Bien que CRAVE soit le premier long métrage de Charles de Lauzirika, celui-ci n'est pas inconnu des DVD-philes en tous genres. En effet, depuis HANNIBAL, il est le documentariste attitré de Ridley Scott, responsable de mémorables interactivités telles que celles de KINGDOM OF HEAVEN ou BLADE RUNNER. Après une dizaine d'années dans l'ombre des plus grands, il saute le pas et met lui-même en scène un vrai film de fiction. Il s'agit d'un projet assez modeste, avec pour vedettes des comédiens habitués à la télévision (Josh Lawson) ou aux seconds rôles (Emma Lung). Ils sont accompagnés par les silhouettes familières d'Edward Furlong et de Ron Perlman.
Photographe indépendant, Aiden peine à joindre les deux bouts, louvoyant entre sa spécialisation dans les faits divers et des tâches alimentaires ingrates. Solitaire, mal dans sa peau, perturbé par des voix intérieures résonnant dans son crâne, il passe sa morne existence à échafauder des projets irréalistes tel que de nettoyer la ville de ses criminels ou inventer une machine géniale qui assurerait sa fortune instantanément.
CRAVE marche sur les traces d'une série de Films Noirs urbains relatant les psychoses et les déséquilibres d'un individu solitaire, noyé dans l'anonymat et la dureté d'une grande ville. A l'instar du Travis Bickle de TAXI DRIVER ou du Paul Kersey d'UN JUSTICIER DANS LA VILLE, il pense urgent qu'une personne prenne en main la justice dans la ville, court-circuitant des lois trop douces et inefficaces. Sauf que la démarche d'Aiden reste essentiellement au niveau du fantasme, de visions irréalistes et délirantes de la réalité telle qu'il la perçoit, telle qu'il aimerait qu'elle soit plus que telle qu'elle est réellement.
Ainsi, quand il pense pouvoir mettre hors d'état de nuire un pédophile, il se comporte comme un maître chanteur de bas étage. Quand il veut intervenir dans une rixe, les choses tournent mal, contre lui qui plus est. Aiden souffre d'une schizophrénie aigue, se manifestant aussi bien par des hallucinations que par des dialogues internes à son esprit, reflet de ses frustrations sociales et sexuelles.
La grande qualité de CRAVE se trouve dans son écriture, un poste pourtant rarement gâté dans le cadre d'un premier film. Aiden et son entourage prennent vie avec richesse et diversité, révélant diverses facettes de leurs personnalités comme le métrage se déploie.
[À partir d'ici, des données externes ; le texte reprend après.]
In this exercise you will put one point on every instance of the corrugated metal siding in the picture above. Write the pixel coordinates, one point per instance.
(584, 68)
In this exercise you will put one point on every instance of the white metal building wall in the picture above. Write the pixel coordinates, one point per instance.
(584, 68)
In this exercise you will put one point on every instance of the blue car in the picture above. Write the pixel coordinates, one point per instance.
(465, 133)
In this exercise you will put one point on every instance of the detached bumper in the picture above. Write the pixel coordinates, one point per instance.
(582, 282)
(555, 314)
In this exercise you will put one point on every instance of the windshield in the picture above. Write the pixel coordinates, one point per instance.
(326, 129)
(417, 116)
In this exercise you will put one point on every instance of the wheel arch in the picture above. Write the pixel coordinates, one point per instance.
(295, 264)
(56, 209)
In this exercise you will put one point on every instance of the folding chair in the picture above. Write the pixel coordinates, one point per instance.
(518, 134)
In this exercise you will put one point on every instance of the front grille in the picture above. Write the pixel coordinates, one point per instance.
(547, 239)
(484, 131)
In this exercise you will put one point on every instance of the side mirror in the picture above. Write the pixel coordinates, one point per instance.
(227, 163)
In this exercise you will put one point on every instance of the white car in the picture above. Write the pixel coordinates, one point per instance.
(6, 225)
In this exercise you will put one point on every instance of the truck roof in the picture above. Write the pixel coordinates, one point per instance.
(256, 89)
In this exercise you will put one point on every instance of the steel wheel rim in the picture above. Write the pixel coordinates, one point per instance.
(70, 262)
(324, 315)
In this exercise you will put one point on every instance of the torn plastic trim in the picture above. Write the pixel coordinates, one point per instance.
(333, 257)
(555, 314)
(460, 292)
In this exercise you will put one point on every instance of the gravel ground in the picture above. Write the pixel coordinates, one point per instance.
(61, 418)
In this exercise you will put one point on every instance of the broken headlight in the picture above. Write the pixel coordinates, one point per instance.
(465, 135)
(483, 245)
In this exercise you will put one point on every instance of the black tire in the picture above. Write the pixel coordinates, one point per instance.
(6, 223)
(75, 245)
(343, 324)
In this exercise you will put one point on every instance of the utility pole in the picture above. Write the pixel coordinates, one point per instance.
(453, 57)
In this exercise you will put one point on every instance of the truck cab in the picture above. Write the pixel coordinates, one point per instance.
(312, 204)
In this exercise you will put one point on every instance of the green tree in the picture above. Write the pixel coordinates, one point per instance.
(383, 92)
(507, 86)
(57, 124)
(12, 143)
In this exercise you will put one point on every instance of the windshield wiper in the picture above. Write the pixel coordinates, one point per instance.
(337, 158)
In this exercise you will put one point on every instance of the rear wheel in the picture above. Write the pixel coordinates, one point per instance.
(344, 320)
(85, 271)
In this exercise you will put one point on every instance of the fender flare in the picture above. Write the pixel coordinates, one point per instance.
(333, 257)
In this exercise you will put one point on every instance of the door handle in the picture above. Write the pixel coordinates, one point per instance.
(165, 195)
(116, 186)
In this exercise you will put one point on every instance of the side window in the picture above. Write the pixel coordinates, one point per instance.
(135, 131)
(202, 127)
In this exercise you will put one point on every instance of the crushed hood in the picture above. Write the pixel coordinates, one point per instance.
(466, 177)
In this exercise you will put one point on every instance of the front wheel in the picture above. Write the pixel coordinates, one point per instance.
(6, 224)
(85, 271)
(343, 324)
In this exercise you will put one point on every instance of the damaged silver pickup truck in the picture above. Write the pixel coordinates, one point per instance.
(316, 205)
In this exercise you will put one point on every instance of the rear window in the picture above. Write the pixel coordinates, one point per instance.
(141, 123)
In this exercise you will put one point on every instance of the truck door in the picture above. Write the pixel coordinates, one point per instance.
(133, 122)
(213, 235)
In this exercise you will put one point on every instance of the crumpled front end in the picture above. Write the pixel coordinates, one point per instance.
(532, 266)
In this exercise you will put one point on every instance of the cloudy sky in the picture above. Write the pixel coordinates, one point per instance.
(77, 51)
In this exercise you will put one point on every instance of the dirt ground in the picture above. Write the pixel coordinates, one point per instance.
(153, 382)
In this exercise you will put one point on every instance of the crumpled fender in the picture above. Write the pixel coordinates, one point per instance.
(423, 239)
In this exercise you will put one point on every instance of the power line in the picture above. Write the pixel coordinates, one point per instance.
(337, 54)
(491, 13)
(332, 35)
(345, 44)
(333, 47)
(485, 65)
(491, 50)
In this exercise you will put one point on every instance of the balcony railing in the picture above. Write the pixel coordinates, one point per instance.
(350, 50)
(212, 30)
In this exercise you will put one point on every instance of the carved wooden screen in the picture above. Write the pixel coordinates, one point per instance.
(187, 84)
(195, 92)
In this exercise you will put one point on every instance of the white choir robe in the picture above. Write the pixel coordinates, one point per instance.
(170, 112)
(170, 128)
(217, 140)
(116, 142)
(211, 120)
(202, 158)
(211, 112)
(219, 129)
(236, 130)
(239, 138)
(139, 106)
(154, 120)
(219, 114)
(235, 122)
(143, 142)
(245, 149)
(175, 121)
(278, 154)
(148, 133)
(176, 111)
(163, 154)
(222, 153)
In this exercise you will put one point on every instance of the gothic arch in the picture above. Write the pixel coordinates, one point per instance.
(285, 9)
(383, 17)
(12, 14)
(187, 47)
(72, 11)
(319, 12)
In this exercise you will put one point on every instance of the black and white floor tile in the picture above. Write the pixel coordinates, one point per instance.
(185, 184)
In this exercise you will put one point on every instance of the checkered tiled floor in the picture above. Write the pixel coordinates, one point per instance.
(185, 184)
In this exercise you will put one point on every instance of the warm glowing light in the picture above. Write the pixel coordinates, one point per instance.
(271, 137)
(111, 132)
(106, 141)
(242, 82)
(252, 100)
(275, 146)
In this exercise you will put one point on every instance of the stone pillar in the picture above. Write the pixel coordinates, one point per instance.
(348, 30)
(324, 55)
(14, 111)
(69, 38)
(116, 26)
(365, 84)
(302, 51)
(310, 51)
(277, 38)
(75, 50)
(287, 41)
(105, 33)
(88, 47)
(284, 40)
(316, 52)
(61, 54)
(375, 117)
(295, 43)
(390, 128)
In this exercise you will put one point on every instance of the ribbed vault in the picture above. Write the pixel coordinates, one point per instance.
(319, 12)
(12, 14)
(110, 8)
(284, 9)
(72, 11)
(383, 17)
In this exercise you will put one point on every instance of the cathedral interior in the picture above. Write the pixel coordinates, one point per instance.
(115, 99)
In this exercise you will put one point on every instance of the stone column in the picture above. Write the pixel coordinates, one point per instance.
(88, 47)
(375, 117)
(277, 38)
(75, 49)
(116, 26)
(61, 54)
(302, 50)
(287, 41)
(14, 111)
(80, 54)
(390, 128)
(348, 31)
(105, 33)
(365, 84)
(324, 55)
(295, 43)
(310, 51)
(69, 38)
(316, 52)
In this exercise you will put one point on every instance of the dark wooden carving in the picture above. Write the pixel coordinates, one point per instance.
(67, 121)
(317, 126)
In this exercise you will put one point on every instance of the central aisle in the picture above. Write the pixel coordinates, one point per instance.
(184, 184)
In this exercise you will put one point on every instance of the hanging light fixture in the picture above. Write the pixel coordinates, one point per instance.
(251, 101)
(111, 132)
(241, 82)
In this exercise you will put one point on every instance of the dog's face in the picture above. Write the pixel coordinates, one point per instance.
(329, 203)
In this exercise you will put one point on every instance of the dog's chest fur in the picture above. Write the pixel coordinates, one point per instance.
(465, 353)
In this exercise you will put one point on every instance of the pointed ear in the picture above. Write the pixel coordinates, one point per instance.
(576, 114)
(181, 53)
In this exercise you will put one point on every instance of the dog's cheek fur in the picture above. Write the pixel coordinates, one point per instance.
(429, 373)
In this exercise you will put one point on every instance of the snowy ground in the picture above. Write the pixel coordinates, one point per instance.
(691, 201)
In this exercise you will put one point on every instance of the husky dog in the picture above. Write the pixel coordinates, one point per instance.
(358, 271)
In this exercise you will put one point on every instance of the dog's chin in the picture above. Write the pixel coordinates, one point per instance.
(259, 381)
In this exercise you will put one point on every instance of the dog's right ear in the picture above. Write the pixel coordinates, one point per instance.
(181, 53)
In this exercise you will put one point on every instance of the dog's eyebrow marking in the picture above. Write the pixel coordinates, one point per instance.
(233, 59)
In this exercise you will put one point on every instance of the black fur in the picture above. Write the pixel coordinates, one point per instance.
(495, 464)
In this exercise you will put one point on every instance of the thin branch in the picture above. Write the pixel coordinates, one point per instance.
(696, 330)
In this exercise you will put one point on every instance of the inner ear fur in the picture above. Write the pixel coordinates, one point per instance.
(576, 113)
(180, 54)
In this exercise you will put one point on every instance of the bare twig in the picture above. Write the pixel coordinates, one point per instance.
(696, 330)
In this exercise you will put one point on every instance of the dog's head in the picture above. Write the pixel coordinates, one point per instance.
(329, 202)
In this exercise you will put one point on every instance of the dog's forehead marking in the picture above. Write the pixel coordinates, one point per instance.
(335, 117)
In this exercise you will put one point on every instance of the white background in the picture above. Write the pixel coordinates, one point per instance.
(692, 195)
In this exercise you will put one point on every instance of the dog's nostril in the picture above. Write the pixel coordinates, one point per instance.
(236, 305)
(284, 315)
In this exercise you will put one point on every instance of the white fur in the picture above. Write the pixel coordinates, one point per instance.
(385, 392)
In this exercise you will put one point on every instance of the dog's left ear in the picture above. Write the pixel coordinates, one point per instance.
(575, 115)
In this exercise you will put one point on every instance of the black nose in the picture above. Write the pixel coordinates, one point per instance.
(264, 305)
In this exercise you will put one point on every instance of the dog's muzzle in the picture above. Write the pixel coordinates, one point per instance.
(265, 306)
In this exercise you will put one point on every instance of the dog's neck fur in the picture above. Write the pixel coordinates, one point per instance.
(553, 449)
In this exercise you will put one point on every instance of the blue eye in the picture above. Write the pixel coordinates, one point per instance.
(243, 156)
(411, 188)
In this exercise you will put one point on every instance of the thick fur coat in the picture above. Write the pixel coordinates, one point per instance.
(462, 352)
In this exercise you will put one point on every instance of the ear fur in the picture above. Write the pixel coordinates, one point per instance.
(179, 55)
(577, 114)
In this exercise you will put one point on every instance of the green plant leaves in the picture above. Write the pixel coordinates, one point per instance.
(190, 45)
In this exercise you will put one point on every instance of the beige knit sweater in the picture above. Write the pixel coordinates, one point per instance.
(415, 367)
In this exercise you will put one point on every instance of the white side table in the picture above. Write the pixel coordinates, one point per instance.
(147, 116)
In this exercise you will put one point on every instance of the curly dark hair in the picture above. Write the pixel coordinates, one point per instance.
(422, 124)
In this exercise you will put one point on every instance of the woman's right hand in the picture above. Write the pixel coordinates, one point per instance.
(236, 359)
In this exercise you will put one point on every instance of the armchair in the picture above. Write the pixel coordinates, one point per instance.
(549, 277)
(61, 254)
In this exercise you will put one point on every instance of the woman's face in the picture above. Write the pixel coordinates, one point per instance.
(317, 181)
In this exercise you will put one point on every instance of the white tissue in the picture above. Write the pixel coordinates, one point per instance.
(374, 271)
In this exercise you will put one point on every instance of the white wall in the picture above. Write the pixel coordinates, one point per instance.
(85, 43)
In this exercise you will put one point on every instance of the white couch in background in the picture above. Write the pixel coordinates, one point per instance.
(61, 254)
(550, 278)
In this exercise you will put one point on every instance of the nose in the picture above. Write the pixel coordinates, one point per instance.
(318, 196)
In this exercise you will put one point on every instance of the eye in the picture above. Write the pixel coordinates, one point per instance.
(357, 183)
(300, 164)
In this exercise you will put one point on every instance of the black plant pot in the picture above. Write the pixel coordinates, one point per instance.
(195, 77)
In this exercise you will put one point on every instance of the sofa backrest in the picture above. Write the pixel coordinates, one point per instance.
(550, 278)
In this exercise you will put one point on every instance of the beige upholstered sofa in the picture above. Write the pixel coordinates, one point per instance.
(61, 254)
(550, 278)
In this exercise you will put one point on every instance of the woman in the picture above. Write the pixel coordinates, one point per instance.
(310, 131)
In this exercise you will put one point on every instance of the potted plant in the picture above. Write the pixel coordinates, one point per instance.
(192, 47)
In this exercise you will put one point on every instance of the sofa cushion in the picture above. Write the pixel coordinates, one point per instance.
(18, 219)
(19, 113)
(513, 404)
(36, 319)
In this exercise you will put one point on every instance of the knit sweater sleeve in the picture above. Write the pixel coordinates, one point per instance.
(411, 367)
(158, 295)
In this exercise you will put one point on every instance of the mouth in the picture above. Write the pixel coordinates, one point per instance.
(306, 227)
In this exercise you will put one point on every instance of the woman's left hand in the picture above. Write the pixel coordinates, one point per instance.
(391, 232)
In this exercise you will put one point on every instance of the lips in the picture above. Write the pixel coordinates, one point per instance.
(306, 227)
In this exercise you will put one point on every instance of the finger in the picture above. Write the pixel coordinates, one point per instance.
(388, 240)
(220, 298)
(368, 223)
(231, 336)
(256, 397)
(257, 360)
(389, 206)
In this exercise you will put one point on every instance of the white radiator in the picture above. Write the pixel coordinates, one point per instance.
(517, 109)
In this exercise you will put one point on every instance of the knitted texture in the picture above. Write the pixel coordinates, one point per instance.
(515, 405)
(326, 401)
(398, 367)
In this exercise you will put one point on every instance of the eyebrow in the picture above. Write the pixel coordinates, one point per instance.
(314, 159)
Qui plus est, en dépit de moyens qu'on devine limités, CRAVE bénéficie d'une belle mise en image, avec une photographie et une image scope trouvant un juste équilibre entre rendu crédible d'un quotidien terne et une facture suffisamment léchée pour flatter l'oeil.
Certes, il faut être honnête, cette histoire de personnage isolé dans une ville rongée par l'individualisme et la violence n'est pas une totale nouveauté. Charles de Lauzirika se livre à un exercice de relecture, CRAVE sortant clairement du même moule qu'un TAXI DRIVER. Cela dit, il le fait sans jouer dans la surenchère et en apportant suffisamment de personnalité et d'attention aux détails pour assurer un premier long métrage nettement prometteur.